Juventus i Napoli z kolejnymi zwycięstwami

    Juventus i Napoli z kolejnymi zwycięstwami

    cristiano barni / Shutterstock.com

    cristiano barni / Shutterstock.com

    Tuż przed świętami rozegrano siedemnastą kolejkę Serie A.

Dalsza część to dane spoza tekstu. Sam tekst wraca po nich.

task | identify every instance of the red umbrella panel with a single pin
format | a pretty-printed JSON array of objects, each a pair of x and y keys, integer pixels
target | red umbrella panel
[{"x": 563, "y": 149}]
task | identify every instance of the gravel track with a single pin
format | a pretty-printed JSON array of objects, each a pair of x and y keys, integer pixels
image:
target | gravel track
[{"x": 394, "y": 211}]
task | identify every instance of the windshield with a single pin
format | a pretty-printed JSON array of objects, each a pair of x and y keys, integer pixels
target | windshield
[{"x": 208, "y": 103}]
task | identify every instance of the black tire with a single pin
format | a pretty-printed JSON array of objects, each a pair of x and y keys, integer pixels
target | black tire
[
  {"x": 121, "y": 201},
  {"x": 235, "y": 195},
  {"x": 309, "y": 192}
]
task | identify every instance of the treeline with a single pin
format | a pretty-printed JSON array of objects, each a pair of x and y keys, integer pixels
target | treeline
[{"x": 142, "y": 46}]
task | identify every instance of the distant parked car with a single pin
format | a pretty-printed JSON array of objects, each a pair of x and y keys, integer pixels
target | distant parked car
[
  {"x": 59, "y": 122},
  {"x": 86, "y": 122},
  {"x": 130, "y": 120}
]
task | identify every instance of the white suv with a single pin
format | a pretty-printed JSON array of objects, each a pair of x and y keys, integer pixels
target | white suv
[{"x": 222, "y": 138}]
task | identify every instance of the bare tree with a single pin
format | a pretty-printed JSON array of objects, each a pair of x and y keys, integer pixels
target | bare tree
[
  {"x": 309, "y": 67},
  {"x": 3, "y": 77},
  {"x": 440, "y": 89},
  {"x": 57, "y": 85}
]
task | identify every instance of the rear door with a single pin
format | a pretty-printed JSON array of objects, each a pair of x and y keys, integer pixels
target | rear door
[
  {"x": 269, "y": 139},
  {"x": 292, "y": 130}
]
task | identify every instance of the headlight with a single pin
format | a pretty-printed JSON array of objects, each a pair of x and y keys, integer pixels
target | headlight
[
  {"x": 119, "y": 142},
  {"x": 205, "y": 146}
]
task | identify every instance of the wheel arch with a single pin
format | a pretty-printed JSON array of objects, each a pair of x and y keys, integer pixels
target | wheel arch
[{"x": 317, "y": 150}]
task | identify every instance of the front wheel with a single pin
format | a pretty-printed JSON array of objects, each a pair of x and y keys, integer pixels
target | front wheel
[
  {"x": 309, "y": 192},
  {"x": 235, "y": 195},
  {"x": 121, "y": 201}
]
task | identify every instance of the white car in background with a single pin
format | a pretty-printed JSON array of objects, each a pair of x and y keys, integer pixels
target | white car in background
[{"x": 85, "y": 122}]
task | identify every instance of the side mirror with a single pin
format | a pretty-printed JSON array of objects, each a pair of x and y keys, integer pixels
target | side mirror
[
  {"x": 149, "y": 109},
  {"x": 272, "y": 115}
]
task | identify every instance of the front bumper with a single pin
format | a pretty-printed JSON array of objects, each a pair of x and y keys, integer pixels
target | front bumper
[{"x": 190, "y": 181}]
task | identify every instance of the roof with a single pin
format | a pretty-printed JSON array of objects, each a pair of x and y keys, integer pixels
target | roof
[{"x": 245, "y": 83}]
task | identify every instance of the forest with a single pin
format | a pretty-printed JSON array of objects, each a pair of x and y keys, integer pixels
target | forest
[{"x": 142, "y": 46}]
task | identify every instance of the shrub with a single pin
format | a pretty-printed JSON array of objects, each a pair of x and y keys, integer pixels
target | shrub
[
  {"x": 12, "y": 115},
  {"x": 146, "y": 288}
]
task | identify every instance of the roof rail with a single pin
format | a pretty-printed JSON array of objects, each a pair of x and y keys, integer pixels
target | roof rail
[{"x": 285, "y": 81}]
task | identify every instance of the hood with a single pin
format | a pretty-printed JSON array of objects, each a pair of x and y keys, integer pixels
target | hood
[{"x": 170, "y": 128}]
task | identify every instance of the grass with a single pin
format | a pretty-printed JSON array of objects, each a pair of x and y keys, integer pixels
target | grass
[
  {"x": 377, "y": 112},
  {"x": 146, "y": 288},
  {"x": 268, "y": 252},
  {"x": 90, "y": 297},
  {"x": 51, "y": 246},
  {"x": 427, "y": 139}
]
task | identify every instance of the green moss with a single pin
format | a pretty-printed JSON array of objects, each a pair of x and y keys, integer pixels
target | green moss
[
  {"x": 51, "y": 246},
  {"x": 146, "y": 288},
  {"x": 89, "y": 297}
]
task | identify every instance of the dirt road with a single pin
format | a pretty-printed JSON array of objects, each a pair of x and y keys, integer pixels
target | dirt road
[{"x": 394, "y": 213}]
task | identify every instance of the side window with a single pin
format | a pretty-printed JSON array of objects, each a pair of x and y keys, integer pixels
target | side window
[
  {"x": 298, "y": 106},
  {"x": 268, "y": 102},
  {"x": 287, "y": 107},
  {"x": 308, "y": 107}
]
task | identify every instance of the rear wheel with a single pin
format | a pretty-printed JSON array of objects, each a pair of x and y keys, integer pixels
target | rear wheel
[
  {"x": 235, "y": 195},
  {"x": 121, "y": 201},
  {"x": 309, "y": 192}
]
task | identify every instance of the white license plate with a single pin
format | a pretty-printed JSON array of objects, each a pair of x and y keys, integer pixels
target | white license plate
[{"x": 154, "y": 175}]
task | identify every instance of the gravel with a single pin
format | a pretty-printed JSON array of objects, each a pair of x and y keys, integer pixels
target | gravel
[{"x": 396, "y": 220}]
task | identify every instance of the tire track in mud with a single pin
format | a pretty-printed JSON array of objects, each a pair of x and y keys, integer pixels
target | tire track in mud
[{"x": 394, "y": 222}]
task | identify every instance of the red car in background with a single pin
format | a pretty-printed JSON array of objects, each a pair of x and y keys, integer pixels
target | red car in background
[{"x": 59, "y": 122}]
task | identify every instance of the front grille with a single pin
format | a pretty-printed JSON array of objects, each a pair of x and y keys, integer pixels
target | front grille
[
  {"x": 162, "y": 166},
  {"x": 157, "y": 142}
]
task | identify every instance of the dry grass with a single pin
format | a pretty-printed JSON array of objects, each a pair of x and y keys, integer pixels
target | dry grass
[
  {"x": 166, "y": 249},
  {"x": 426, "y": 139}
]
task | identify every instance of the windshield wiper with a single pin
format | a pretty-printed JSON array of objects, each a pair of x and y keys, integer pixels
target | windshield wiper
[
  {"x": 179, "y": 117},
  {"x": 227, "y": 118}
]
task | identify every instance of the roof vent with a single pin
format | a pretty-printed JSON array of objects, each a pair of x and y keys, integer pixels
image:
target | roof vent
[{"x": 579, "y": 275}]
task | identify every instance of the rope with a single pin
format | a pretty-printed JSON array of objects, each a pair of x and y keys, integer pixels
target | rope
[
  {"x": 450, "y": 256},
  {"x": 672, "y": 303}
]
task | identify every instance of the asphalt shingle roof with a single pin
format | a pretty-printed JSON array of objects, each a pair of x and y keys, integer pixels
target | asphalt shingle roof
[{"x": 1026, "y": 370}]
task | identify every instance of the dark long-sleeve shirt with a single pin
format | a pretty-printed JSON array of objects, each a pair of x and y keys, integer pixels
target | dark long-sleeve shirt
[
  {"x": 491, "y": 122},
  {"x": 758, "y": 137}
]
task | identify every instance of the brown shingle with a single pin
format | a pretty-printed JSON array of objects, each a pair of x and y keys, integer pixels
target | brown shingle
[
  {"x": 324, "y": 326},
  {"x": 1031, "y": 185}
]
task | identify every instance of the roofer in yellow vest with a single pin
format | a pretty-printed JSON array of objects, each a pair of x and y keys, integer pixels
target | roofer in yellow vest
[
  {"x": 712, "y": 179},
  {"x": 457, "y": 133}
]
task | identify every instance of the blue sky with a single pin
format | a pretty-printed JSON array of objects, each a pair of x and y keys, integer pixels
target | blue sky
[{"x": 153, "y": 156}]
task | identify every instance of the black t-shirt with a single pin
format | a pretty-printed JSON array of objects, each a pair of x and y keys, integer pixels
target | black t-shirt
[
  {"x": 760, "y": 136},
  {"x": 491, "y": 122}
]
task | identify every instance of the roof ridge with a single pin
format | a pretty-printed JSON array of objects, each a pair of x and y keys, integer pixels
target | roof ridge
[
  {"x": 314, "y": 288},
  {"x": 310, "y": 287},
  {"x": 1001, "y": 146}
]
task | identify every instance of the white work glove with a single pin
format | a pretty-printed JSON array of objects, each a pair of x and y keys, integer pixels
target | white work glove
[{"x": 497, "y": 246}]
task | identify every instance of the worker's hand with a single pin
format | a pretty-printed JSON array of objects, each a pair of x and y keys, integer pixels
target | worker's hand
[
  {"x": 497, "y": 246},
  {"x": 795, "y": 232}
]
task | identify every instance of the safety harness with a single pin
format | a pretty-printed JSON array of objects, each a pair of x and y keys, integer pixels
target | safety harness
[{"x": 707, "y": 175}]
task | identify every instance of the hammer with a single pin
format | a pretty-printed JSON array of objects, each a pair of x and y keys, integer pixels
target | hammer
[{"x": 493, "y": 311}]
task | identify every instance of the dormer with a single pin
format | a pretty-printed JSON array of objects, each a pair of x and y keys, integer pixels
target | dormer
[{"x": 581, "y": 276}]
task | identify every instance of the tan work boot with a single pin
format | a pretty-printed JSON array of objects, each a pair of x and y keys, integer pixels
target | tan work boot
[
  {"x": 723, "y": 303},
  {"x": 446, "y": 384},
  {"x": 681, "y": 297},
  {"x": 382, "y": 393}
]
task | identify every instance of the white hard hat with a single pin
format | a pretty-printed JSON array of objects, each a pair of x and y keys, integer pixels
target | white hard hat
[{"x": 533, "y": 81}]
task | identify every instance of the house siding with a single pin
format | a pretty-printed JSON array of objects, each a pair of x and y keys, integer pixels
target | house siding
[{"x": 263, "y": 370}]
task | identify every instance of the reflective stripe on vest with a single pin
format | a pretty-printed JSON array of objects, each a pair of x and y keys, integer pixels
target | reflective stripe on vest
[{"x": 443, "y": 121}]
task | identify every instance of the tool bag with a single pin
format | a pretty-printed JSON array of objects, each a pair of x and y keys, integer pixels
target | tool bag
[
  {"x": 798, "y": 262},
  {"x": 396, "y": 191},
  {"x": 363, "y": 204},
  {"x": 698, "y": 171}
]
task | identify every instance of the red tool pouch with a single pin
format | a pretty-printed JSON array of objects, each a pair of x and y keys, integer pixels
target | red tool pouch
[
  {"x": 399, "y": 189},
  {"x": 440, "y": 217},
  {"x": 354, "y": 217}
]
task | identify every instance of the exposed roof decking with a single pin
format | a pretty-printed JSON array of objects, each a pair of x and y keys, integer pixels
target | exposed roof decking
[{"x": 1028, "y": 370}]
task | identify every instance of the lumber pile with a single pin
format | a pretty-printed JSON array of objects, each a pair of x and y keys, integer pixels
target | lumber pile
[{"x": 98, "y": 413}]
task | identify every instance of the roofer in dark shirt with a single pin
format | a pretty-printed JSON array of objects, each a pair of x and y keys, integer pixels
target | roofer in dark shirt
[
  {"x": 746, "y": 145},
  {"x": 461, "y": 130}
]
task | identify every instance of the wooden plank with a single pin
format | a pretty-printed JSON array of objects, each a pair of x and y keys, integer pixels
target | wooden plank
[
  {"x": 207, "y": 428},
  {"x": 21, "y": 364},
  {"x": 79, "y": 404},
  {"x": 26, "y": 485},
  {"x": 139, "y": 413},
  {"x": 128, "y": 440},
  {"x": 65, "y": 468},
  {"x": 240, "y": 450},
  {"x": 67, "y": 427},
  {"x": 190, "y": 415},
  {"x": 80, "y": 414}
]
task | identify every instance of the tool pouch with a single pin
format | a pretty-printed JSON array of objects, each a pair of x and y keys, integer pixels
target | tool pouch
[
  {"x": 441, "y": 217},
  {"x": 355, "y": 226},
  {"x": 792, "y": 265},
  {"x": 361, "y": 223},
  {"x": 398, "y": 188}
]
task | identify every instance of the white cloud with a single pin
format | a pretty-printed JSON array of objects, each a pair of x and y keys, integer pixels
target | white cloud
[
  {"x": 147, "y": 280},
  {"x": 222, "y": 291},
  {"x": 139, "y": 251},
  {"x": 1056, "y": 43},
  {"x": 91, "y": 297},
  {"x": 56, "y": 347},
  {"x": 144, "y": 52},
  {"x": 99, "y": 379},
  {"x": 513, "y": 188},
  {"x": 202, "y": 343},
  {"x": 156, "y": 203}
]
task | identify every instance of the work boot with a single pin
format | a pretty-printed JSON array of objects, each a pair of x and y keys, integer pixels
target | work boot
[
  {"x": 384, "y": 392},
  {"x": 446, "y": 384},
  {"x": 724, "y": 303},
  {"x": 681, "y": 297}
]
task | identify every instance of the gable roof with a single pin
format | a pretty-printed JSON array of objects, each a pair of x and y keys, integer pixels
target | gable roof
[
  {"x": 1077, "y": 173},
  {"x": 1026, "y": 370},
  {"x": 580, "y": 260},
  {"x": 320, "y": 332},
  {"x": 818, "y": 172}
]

    W niej ponownie wygrały ekipy Juventusu i Napoli. Punkty stracił za to trzeci w tabeli Inter.

    Skromnie, ale pewnie

    Przed spotkaniem Juventusu z Romą gospodarze byli zdecydowanym faworytem do wygranej. Mimo że Rzymianie są solidną drużyną i co roku walczą o pierwszą czwórkę, to ostatnio zmagają się oni z różnymi problemami. Z tego względu Stara Dama nie chciała pozwolić sobie na stratę punktów i udało jej się tego dokonać. W 35. minucie bramkę na 1:0 zdobył Mandżukić. Przy tym trafieniu asystował De Sciglio. W dalszej części meczu Roma zdołała nawet przejąć inicjatywę i częściej była przy piłce, lecz Juve przyzwyczaiło już swoich fanów do tego, że po strzeleniu gola bardzo dobrze radzi sobie z utrzymaniem prowadzenia. Wynik sprzed przerwy utrzymał się do końca, dzięki czemu Juventus zanotował szesnastą ligową wygraną w tym sezonie.

    Wciąż z nadziejami

    Po raz kolejny wygrało także Napoli. Podopieczni Carlo Ancelottiego byli jeszcze większym faworytem swojego meczu niż Juventus, ponieważ podejmowali SPAL. Spotkanie od pierwszej minuty rozpoczął Piotr Zieliński i rozegrał cały mecz. Arkadiusz Milik nie pojawił się w ogóle na murawie. Dość długo Neapolitańczycy musieli męczyć się z defensywą rywala. W doliczonym czasie gry pierwszej połowy trafienie zaliczył Raul Albiol. Był to jedyny gol w tym spotkaniu, więc Napoli odniosło skromne zwycięstwo. Porażki na własnym boisku doznał za to Milan. Rossoneri podejmowali Fiorentinę. Goście objęli prowadzenie w 73. minucie po bramce Chiesy i zdołali utrzymać to prowadzenie do końca spotkania.

    Nadal na podium

    Trzecie miejsce w tabeli ze stratą pięciu punktów do Napoli zajmuje Inter. Drużyna ta grała wyjazdowe spotkanie z Chievo i dobrze weszła w ten mecz. Do przerwy Nerazzurri prowadzili po golu Perisicia i gdy wydawało się, że będzie to kolejne spotkanie, w którym któraś z drużyn zwycięży 1:0, Chievo wyrównało. W doliczonym czasie gry Pellissier po asyście Stępińskiego wyrównał na 1:1. Na czwartą lokatę wskoczyło Lazio, które pewnie pokonało Cagliari. Do przerwy gospodarze prowadzili po golach Milinkovicia-Savicia oraz Acerbiego. W 67. minucie spotkania wynik na 3:0 podwyższył Lulić, a rezultat golem honorowym na 1:3 dla gości ustalił Joao Pedro z rzutu karnego w doliczonym czasie gry. Lazio ma obecnie punkt przewagi nad Milanem.